La liberté d’aller et venir est un des grands principes du droit dans notre beau pays. Il faut des circonstances exceptionnelles pour qu’elle soit entamée – et ce fut le cas en cette année covidienne, pour la première fois depuis la fin de la Seconde Guerre mondiale. Les transports rendent possible et même incarnent cette liberté de déplacement. Mais j’entends, ici et là, celles et ceux qui évoquent des mœurs que les moins de vingt ans n’ont pas connus. Une époque révolue où le sentiment de liberté n’était entravé par rien ni personne. Réglementation light et pas de flicage. Vous souvenez-vous ? On était libre dans sa voiture, sans ceinture de sécurité, et on était même libre d’y fumer. À moto, le casque était rudimentaire et les gants optionnels. Il y avait bien des limites de vitesse, mais pas grand monde pour les contrôler, et avec quoi de toute façon ?
Papy avait bien écouté les recommandations du gouvernement et il avait acheté une voiture d’occasion. Un diesel forcément : c’est beaucoup moins polluant et très économique. À trois francs le litre de gazole, c’est vrai que ça fait pas cher. Elle n’est pas de toute première jeunesse, cette caisse, et la panne menace à tout moment mais personne n’ira imaginer qu’elle est dangereuse. Le vélo ? C’est fatiguant et puis, franchement, c’est pas pratique. Du coup, même pour les petits trajets, papy démarre sa titine. Même après un repas familial bien arrosé, il est où le problème ? Tout ça, donc, c’était avant. À cette époque bénie des dieux où l’on se posait beaucoup moins de questions ! Aujourd’hui, quand il faut acheter une voiture, mieux vaut y réfléchir à deux fois. On évitera le diesel qui, finalement, est très dangereux et on s’orientera vers un véhicule hybride ou tout électrique.

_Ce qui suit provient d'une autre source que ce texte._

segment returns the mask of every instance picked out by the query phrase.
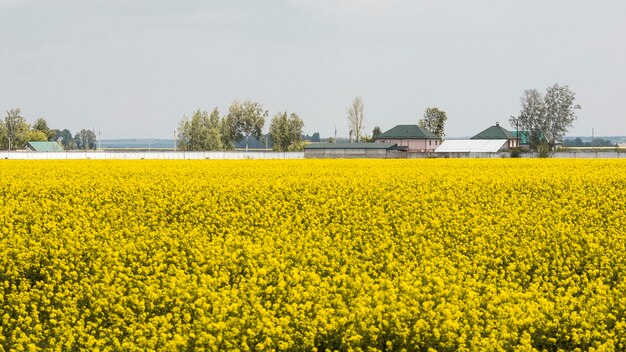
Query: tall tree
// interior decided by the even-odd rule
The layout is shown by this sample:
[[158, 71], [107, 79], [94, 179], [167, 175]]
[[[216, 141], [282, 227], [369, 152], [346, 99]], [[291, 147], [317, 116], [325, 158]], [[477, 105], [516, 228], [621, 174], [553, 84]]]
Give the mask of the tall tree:
[[295, 113], [287, 117], [287, 112], [278, 113], [272, 118], [270, 136], [274, 142], [274, 150], [285, 152], [297, 149], [302, 140], [304, 122]]
[[0, 120], [0, 149], [8, 149], [9, 138], [7, 137], [7, 128], [4, 121]]
[[82, 129], [74, 135], [74, 143], [81, 150], [96, 149], [96, 134], [91, 130]]
[[554, 84], [543, 95], [536, 89], [524, 91], [519, 116], [511, 116], [511, 126], [530, 135], [529, 145], [538, 150], [543, 144], [554, 148], [576, 120], [575, 93], [568, 86]]
[[446, 120], [448, 120], [448, 115], [445, 111], [437, 107], [430, 107], [424, 111], [424, 117], [419, 120], [419, 126], [437, 135], [437, 137], [443, 138], [446, 135], [444, 133]]
[[76, 143], [72, 138], [72, 132], [67, 128], [61, 131], [61, 145], [65, 150], [73, 150], [76, 148]]
[[178, 134], [176, 136], [176, 148], [181, 151], [191, 149], [191, 121], [186, 115], [178, 123]]
[[191, 118], [183, 116], [178, 125], [176, 141], [179, 150], [221, 150], [221, 123], [219, 110], [211, 115], [204, 110], [196, 110]]
[[237, 128], [237, 121], [232, 115], [226, 115], [222, 118], [220, 132], [222, 147], [226, 150], [235, 149], [235, 143], [243, 139]]
[[311, 136], [311, 142], [320, 142], [320, 133], [319, 132], [315, 132], [313, 133], [313, 135]]
[[537, 150], [544, 134], [542, 130], [545, 119], [545, 105], [543, 95], [537, 89], [527, 89], [520, 98], [522, 109], [519, 116], [511, 116], [509, 123], [517, 131], [526, 131], [529, 135], [528, 145]]
[[263, 109], [263, 105], [259, 102], [246, 100], [240, 103], [235, 100], [228, 108], [227, 128], [229, 142], [239, 142], [245, 138], [246, 150], [248, 150], [248, 142], [250, 137], [258, 140], [263, 135], [263, 126], [265, 126], [265, 118], [267, 110]]
[[208, 121], [207, 133], [207, 150], [222, 150], [222, 123], [220, 121], [220, 112], [217, 108], [213, 109]]
[[568, 86], [554, 84], [546, 89], [543, 131], [551, 148], [563, 139], [567, 130], [576, 121], [576, 110], [580, 110], [581, 107], [575, 103], [575, 96]]
[[23, 148], [26, 142], [28, 142], [28, 130], [30, 126], [26, 123], [26, 119], [21, 115], [22, 111], [19, 108], [11, 109], [7, 111], [7, 116], [4, 118], [4, 127], [6, 129], [6, 147], [10, 149]]
[[207, 150], [206, 144], [209, 134], [209, 113], [203, 110], [196, 110], [191, 115], [189, 125], [189, 149]]
[[363, 125], [363, 98], [360, 96], [354, 98], [352, 104], [346, 109], [346, 114], [348, 115], [348, 127], [356, 136], [358, 143], [365, 128]]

As-tu bien collé ta vignette Crit’air sur le pare-brise ? On y est d’ailleurs fortement invité à coup de primes incitatives et de taxes dissuasives. Il faudra raquer 10 000, 20 000 et pourquoi pas demain 40 000 euros si l’on choisit un véhicule polluant. Acheter d’occasion, est-ce une meilleure idée ? Pourquoi pas mais attention au taux de CO2 car la carte grise risque de coûter bonbon. Et si la voiture est très puissante, un petit impôt annuel supplémentaire de 160 euros sera dû.
Serait-on donc obligé de changer de voiture si l’on veut pouvoir continuer de rouler ? Sachant que, tous les deux ans, la peur au ventre, tout bon propriétaire se rend dans son centre de contrôle technique préféré en croisant les doigts, espérant que sa vieille camarade est encore apte. Apte à rouler. Mais pas trop vite, sinon : suspension du permis, confiscation du véhicule, perte de points… Quant au p’tit verre avant de prendre le volant, oubliez, au risque de carrément perdre votre carte rose. Et même sobre c’est compliqué : ceinture obligatoire, pas
de téléphone, pas d’oreillette, pas d’échappement trop bruyant… Pour se garer, prévoir la monnaie sinon c’est FPS – forfait post-stationnement.

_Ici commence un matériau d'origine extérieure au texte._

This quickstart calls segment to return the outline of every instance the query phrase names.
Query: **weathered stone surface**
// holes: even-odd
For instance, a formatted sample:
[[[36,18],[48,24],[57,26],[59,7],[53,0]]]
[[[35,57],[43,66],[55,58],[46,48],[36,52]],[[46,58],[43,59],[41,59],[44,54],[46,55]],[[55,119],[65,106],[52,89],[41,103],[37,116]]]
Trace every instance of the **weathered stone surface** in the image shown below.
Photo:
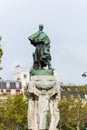
[[[60,100],[60,86],[56,76],[31,76],[28,93],[28,129],[56,130]]]

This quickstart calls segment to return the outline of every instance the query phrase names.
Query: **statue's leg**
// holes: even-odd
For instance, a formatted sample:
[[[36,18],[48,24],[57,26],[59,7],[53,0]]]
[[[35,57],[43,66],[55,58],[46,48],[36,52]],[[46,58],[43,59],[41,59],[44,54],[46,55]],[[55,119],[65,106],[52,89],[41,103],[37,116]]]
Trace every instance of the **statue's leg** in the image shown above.
[[[51,123],[49,130],[57,130],[57,125],[59,122],[59,110],[58,110],[58,100],[56,97],[50,100],[50,112],[51,112]]]
[[[58,109],[58,95],[56,95],[54,99],[54,109],[55,109],[55,130],[57,130],[57,126],[60,119],[59,109]]]
[[[48,69],[53,69],[50,60],[48,60]]]
[[[37,62],[35,62],[35,63],[33,64],[33,69],[35,69],[35,70],[38,69],[38,64],[37,64]]]
[[[39,96],[39,100],[38,100],[39,130],[48,130],[49,114],[50,113],[49,113],[49,100],[48,100],[48,98],[46,96]]]
[[[35,53],[33,53],[33,69],[37,70],[39,68],[38,66],[37,51],[35,51]]]
[[[49,126],[49,130],[54,130],[55,124],[55,112],[54,112],[54,102],[50,100],[50,113],[51,113],[51,122]]]
[[[28,101],[28,130],[38,130],[37,100],[33,100],[31,97]]]
[[[40,58],[41,58],[40,45],[37,45],[36,50],[35,50],[35,64],[36,64],[36,67],[37,67],[36,69],[41,69]]]
[[[34,101],[29,97],[28,101],[28,130],[33,130],[33,118],[34,118]]]

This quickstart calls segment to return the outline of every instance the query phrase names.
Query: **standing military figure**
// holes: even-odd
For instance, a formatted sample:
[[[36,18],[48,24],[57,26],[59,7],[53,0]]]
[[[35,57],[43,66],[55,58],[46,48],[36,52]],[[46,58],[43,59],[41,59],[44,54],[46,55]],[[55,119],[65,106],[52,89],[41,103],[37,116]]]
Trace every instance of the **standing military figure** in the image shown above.
[[[33,68],[43,69],[43,67],[51,67],[51,55],[50,55],[50,39],[45,32],[43,32],[43,25],[39,25],[39,31],[28,37],[31,44],[36,47],[35,53],[33,53]]]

En moto, casque et gants homologués sont de rigueur et on veillera à ne surtout pas se garer sur le trottoir. Dans notre quête de liberté, reste le vélo, sur des pistes cyclables qui font parfois peur aux plus téméraires – genre la piste à contre-sens des voitures dans une rue étroite du centre-ville. Finalement, on est bien tenté d’essayer la trottinette, mais pour rouler où ? Sur la chaussée, sur le trottoir ? Avec ou sans casque ? Dernière solution : le bus ou le tram. C’est pratique pour aller en ville, mais pas partout. Et à bord n’oubliez pas le masque et un ticket validé, sinon une brigade d’hommes en noir vous tombe dessus.
C’était quand même mieux avant, non ? Au moins on était libres… Vraiment ? Vous l’aurez compris, ce billet d’humeur était ironique… Les restrictions et obligations nous pèsent mais soyons raisonnables : il faut savoir limiter certaines de nos libertés pour notre santé et notre sécurité. Allez, prenez soin de vous.